Nitric oxide-induced apoptosis in lymphoblastoid and fibroblast cells dependent on the phosphorylation and activation of p53.

When nitric oxide (NO) is produced at micromolar concentrations, as during inflammation, exposure to surrounding cells is potentially cytotoxic. The NO-dependent signaling pathways that initiate cell death are thought to involve the tumor suppressor protein p53, but the degree to which this factor contributes to NO-induced cell death is less clear. Various reports either confirm or negate a role for p53 depending on the cell type and NO donor used. In this study, we have used several pairs of cell lines whose only differences are the presence or absence of p53, and we have treated these cell lines with the same NO donor, spermineNONOate (SPER/NO).
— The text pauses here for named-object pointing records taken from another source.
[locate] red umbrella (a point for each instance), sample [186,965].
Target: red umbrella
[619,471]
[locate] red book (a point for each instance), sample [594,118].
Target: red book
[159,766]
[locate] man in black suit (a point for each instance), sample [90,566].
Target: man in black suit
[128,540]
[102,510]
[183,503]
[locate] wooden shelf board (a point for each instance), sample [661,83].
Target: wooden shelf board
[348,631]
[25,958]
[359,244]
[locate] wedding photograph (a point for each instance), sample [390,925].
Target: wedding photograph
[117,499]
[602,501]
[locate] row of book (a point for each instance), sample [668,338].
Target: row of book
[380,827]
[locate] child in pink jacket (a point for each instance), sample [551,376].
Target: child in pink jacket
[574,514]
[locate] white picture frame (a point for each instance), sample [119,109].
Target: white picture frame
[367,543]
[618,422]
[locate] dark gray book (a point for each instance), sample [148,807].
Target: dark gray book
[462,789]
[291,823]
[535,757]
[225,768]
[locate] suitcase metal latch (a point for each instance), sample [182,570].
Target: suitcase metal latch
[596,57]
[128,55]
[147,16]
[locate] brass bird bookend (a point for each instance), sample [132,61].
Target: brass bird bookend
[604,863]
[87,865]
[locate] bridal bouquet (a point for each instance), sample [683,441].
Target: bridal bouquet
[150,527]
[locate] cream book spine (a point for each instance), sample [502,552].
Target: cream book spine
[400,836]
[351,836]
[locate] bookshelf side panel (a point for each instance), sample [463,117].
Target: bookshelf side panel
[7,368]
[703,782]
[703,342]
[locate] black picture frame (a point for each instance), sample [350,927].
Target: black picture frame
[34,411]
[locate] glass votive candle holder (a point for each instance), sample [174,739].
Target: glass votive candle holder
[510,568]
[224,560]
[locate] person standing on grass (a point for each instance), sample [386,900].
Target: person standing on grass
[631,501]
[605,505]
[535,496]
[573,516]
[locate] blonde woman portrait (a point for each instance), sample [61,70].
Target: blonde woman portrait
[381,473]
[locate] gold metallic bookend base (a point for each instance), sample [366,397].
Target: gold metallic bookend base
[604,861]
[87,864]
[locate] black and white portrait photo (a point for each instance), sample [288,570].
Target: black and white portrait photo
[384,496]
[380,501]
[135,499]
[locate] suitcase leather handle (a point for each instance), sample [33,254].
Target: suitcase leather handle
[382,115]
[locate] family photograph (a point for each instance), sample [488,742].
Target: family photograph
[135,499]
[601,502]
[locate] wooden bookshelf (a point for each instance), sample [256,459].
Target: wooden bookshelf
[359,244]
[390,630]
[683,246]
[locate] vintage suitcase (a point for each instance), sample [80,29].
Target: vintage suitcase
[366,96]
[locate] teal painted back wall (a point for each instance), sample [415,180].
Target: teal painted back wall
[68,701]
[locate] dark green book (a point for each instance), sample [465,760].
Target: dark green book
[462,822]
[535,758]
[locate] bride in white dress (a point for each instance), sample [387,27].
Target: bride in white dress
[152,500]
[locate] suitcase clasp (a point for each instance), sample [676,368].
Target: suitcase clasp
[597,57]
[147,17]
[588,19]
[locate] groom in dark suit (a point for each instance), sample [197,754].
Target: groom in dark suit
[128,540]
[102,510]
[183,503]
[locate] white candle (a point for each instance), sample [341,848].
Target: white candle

Treatment with SPER/NO induced such apoptotic markers as DNA fragmentation, nuclear condensation, poly(ADP-ribose) polymerase cleavage, cytochrome c release, and Annexin V staining. p53 was required for at least 50% of SPER/NO-induced apoptotic cell death in human lymphoblastoid cells and for almost all in primary and E1A-tranformed mouse embryonic fibroblasts, which highlights the possible importance of DNA damage for apoptotic signaling in fibroblasts. In contrast, p53 did not play a significant role in NO-induced necrosis. NO treatment also induced the phosphorylation of p53 at Ser15; pretreatment with phosphoinositide-3 kinase (PI3K) family inhibitors, wortmannin, LY294002, and caffeine, blocked such phosphorylation, but the p38 mitogen-activated protein kinase inhibitor, SB203580, did not. Pretreatment with the PI3K family inhibitors also led to a switch from NO-induced apoptosis to necrosis, which implicates a PI3K-related kinase such as ataxia telangiectasia mutated (ATM) or ATR (ATM and Rad3 related) in p53-dependent NO-induced apoptosis.